In the current environment, phrases like “data security” and “privacy” come up in conversation—both electronic and interpersonal—with as much frequency, if not more, than names of sports fans’ favorite players, or tv fans’ favorite episodes of “The Pitt.” These issues have been hot topics since before the advent of strict regulations like the European Union’s GDPR and EU AI Act and existing data protection laws. Management and control of privacy and cyber security has become increasingly critical and costly in the context of recordkeeping, with particular attention to healthcare information, laws and regulations governing the protection of private information related specifically to medical diagnoses, treatments, medications, insurance coverage and anything else related to individual’s health—and specifically including mental health and substance abuse is sacrosanct.
''...one of the most pressing compliance challenges organizations face...''
Protecting personal data in healthcare, government and financial sectors has become one of the most pressing compliance challenges organizations face, requiring not only adherence to a complex network of frequently-changing laws, licensing requirements, and governance standards, but the careful selection of technologies and vendors capable of enforcing best practices—because without them, even well-intentioned compliance efforts can fail.
''...(requires) the careful selection of technologies and vendors capable of enforcing best practices...''
Both laws and regulations, as well as actual practices, are continuing to evolve to meet compliance obligations and simply what qualifies as good practice.
In most contexts, it’s important to note that some types of sensitive information qualify for special attention from a data security point of view. For example, under the U.S.’s HIPAA, information on some patient diagnoses, particularly those related to mental health and addiction, can be subject to additional levels of confidentiality, privacy and security, not to mention scrutiny to ensure compliance. Although obvious, it’s also important to note that such topics can be political “hot potatoes,” thus subjecting the security of such information to a moving target as political winds change. The bottom line in understanding what’s required to be protected and secured, is that it’s subject to change based on ideology. While the type of information to be protected may change, the need to secure that information does not.

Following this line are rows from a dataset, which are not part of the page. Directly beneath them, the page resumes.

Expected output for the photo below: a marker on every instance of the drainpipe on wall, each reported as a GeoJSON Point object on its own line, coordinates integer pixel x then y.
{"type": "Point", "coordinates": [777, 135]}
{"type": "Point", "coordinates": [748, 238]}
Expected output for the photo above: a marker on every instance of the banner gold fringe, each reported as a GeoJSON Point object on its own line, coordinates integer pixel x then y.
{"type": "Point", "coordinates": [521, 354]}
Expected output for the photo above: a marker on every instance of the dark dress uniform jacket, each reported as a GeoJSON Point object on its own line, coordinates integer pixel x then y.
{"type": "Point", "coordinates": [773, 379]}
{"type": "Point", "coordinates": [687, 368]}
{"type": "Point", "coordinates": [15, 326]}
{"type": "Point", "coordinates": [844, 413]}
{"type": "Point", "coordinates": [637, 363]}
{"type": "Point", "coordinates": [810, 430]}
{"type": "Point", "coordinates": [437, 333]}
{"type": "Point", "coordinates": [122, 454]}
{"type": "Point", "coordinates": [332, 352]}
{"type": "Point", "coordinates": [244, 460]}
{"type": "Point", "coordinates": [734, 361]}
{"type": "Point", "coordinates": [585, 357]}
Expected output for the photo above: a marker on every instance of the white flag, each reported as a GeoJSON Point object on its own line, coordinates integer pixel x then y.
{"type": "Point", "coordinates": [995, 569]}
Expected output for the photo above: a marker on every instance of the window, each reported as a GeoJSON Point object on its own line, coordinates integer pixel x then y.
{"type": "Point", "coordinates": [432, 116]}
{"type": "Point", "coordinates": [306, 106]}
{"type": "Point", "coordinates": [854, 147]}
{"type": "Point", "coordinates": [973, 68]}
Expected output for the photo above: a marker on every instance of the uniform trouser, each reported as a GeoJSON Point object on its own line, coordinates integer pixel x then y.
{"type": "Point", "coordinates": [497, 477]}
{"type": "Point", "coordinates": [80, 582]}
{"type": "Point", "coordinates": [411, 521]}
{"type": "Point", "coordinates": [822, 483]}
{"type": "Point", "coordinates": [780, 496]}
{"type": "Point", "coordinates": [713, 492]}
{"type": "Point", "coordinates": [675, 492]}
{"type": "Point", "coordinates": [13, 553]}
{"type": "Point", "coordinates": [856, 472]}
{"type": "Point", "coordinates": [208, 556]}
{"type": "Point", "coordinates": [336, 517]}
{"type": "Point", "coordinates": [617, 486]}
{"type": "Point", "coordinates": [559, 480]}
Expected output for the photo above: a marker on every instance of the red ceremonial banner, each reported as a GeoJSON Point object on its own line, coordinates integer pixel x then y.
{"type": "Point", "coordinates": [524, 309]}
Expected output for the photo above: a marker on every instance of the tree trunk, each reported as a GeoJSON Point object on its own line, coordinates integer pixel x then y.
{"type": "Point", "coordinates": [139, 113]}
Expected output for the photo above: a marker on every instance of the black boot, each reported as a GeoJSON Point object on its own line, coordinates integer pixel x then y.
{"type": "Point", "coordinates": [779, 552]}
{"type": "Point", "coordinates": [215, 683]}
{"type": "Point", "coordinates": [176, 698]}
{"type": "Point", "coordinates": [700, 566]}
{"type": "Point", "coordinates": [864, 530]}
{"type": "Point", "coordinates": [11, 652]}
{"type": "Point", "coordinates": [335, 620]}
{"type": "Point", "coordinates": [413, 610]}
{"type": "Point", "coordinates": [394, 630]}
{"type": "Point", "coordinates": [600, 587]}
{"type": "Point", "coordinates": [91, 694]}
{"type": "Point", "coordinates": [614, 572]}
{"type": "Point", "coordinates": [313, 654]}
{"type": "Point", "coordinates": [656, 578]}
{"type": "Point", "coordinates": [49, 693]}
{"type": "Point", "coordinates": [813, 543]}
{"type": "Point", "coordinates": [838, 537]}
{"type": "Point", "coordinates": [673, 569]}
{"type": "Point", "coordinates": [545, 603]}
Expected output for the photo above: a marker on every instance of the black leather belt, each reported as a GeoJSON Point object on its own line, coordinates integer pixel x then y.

Compliance comes in as many varieties as a favorite brew pub has taps. Information regarding a person’s medical status, history and current conditions, providers and insurers, among others, is subject to various levels of scrutiny. Also, as has been mentioned previously, certain conditions, including those related to reproductive health and mental health issues, including substance abuse, may be subject to additional regulation and privacy concerns. In any case, the use, storage and auditability of any kind of electronic documentation regarding medical or personal information carries with it an absolute legal obligation for those who are relying on the technology to be aware, not only of the current regulatory requirements, but also to remain on top of such requirements so that when rules change, the provider is sufficiently nimble to accommodate those changes. One important caveat: simply because a provider indicates that its “solution” is capable of compliance, does not necessarily mean that the system is being operated in a compliant way. Consider this parallel: your car may be equipped with a working radio, but that does not necessarily mean that the radio is turned on. It’s precisely the same thing, so it’s important to not only understand the system’s capabilities, but its deployment as well.
''...simply because a provider indicates that its “solution” is capable of compliance, does not necessarily mean that the system is being operated in a compliant way.''
To put this in perspective, consider cloud-based fax products (not any one brand, but the technology itself). They enable entities that view and store medical records to enhance their practices in order to comply with federal and state/provincial laws. As with most things though, the devil can be in the details—both practically and contractually. Knowing where the vulnerabilities exist, even with a system that is compliant TODAY, is just the first step in managing the risk of use and storage of such information in the first place.
But it’s not the only step. Technologies that underlie such systems must be vetted and tested repeatedly and consistently to minimize exposure to unauthorized access and other vulnerabilities. It’s important to note that not only should testing and upgrades be systematically and randomly conducted, deployed, operated and updated, but funding for such work must also become routine as systems become both increasingly sophisticated and increasingly vulnerable. Federal laws and regulations have been designed to address some of these issues, as have state and provincial rules.
''...funding for such work must also become routine as systems become both increasingly sophisticated and increasingly vulnerable.''
The most pressing issue with regulating technology and managing compliance is that technologies evolve far quicker than the laws designed to regulate them. Then there’s the contract with the providing vendor(s). Where does liability fall when systems are breached? How about when there are multiple players in the space—that is, different vendors owning different parts of the overall system? How negotiable are these agreements? And, as entities become increasingly reliant on AI tools (for better or worse), who’s responsible when access to restricted data is breached, revealing information that is, by law, intended to be secure.
''...technologies evolve far quicker than the laws designed to regulate them.''
Evolving technologies have brought great economies and power to most sectors of the economy. But with particular respect to health care information, the risks are significant and as such, great care is required to minimize exposure.
As technologies evolve and regulations struggle to keep pace, protecting sensitive information requires more than compliance alone—it demands constant vigilance, informed oversight, and a willingness to adapt systems, practices and contracts as risks change. Organizations that treat data security as an ongoing responsibility rather than a one-time obligation will be best positioned to safeguard the trust placed in them.